= Anna Guzik (variety artist) =

Soviet-Jewish and Israeli actress (1909–1994)

Anna Guzik

Anna Guzik (אַננאַ גוזיק or חנה גוזיק, Анна Яковлевна Гузик, 1909–1994) was a Soviet variety artist, Russian and Yiddish theatre actress, and recording artist. Like Zinovy Shulman, Nechama Lifshitz, Sidi Tal, and Emil Gorovets, she had a career performing Jewish music and plays on the Soviet stage which was marked by various periods of censorship and official support depending on the political climate.

==Biography==
Guzik was born on April 15, 1909, in Kharkiv, or possibly in Minsk, Russian Empire. Her mother was Rosalia Freilich and her father, Yaakov Guzik, was leader of a Yiddish theatre troupe; both had been students of Abraham Goldfaden. Anna made her first stage appearance in 1921 and her first professionally in her father's troupe in a production of a Goldfaden piece in 1924. In the late 1920s the family's troupe was closed by authorities for being Bourgeois, and she turned to performing Jewish material for the Red Guards. She became known as a variety artist who would read short monologues or scenes, sing Yiddish language folk songs, and perform Russian language comedies. She would play both male and female roles and was known for quickly improvising as part of her acts.
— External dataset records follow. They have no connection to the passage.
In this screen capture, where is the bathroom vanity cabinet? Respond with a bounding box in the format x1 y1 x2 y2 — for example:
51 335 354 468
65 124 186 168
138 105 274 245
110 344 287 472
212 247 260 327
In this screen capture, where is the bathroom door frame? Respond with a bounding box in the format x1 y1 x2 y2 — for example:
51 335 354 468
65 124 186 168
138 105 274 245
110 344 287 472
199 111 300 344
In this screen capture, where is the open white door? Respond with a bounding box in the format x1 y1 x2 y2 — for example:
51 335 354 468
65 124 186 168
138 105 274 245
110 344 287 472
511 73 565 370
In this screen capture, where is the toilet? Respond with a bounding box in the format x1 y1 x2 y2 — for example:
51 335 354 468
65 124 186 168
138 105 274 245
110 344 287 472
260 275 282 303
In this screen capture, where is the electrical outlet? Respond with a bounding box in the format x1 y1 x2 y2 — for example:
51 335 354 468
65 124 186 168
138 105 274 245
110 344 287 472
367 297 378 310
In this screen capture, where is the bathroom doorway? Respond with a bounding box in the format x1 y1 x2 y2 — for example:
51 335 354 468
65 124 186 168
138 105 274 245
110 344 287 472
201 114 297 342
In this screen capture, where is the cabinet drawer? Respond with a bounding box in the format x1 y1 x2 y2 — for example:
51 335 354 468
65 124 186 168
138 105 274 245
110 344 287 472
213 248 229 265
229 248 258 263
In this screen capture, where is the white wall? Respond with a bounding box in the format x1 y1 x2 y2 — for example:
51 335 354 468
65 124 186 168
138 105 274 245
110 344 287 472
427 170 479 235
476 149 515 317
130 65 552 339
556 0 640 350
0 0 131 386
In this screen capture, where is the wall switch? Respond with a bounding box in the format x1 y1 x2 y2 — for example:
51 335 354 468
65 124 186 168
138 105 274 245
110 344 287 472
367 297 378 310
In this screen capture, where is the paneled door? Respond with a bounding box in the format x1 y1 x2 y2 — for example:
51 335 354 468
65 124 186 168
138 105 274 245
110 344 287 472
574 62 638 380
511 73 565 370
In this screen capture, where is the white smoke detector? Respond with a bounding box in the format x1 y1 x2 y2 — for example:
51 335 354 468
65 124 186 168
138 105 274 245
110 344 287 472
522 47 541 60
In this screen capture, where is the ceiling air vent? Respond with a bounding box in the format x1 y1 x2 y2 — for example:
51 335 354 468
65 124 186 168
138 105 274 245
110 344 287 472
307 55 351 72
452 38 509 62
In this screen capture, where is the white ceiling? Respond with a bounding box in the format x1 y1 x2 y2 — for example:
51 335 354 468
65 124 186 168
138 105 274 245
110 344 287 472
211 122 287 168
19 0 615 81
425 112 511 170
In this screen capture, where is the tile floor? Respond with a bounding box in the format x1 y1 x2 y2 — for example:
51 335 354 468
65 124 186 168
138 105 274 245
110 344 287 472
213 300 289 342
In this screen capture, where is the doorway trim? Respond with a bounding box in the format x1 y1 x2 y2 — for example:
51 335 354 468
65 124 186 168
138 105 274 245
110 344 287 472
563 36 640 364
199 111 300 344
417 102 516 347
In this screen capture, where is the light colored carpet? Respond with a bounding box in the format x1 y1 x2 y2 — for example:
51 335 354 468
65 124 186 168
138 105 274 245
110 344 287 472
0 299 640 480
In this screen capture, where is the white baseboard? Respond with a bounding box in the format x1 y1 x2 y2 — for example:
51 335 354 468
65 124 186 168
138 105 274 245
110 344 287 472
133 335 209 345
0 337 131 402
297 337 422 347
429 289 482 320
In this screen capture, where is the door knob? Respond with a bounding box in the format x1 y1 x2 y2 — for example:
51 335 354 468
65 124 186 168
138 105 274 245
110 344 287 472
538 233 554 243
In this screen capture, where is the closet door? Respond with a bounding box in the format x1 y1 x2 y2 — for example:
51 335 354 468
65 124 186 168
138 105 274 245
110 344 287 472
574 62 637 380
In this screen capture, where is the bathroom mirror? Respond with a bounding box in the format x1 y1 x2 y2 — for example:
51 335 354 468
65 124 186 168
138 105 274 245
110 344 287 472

She toured the Soviet Union in the 1930s with a Jewish folklore troupe and performed in various operettas and variety acts. She played in 1932 in the Leningrad Musical Comedy Theatre and in 1935 in operettas in Kyiv and Kharkiv. She won a prize in the All-Russian Variety Artists Competition in 1939. She spent the early part of World War II acting in Leningrad, but then traveled to central Asia and performed for a time in Tashkent. In the early postwar era she continued to perform in the Soviet Union. After the arrest of Jewish comedians Shimon Dzigan and Israel Shumacher, the arranger and pianist Shaul Berezovsky briefly joined her troupe and became her main accompanist. However, Jewish performances were discouraged by authorities after 1950, and for several years she barely performed at all. Her performance in Georgia in September 1950 was apparently one of the last Jewish concerts given during the Stalin era.
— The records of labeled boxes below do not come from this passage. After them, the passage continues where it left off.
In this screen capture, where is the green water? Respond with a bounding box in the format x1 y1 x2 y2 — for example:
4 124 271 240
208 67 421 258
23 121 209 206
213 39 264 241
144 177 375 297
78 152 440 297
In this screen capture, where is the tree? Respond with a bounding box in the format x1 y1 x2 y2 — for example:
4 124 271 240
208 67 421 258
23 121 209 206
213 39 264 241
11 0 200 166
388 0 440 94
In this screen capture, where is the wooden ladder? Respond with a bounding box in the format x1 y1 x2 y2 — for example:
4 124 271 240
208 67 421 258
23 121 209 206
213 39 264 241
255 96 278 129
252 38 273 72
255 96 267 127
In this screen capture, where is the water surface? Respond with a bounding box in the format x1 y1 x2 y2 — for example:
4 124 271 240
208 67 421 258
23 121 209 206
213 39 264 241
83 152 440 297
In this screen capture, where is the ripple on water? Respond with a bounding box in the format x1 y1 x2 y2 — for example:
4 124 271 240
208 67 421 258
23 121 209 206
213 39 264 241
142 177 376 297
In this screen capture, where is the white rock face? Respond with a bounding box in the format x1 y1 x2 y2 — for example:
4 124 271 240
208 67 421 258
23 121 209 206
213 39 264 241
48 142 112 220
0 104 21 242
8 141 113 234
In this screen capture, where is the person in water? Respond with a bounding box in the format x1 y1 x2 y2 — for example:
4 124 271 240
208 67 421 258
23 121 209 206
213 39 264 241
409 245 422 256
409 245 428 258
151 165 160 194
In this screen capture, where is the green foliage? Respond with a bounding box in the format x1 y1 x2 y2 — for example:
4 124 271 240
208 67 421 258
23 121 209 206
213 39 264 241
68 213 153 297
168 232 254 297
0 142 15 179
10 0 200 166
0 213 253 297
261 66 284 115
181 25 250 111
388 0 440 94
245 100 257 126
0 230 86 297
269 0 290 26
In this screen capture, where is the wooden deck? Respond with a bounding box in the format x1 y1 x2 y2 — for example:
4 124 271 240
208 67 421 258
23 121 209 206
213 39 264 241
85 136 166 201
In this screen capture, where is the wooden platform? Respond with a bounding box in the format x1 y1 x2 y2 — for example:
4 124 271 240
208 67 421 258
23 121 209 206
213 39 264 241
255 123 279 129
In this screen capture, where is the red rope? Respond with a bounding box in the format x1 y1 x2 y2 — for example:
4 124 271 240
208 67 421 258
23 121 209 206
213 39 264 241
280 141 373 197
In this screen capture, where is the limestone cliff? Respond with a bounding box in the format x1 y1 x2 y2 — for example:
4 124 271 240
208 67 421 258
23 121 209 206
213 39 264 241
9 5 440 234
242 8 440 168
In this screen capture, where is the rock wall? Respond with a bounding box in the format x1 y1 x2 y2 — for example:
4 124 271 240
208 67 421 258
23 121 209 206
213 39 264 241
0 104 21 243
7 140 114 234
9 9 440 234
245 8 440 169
In 1954 there was a reversal in policy and Jewish performances began to be allowed again; after that she toured successfully with a variety act once again. She became a major figure in the revival of Jewish culture in the post-Stalin era; her major touring programme was called Farblondzhete shtern (Wandering Stars) and was based on the work of Sholem Aleichem. However, in that era Jewish material was subject to strict censorship and was forced to include a significant amount of Russian-language material as well; nevertheless, she fought to include Yiddish folk songs in her performances. One of her only recordings of the postwar era was with Emil Gorovets, who included her on a late 1950s LP which was re-released in the United States by Monitor Records.

After she refused to condemn Israel during the Six-Day War in 1967, her performance schedule was greatly reduced. However, she continued to occasionally give sold-out concerts into the early 1970s.

She emigrated to Israel in 1973. She did not find as much success as a performing artist there; however, she did collaborate on some productions with other Soviet émigré artists such as Mikhail Alexandrovich.

She died in Tel Aviv on March 15, 1994.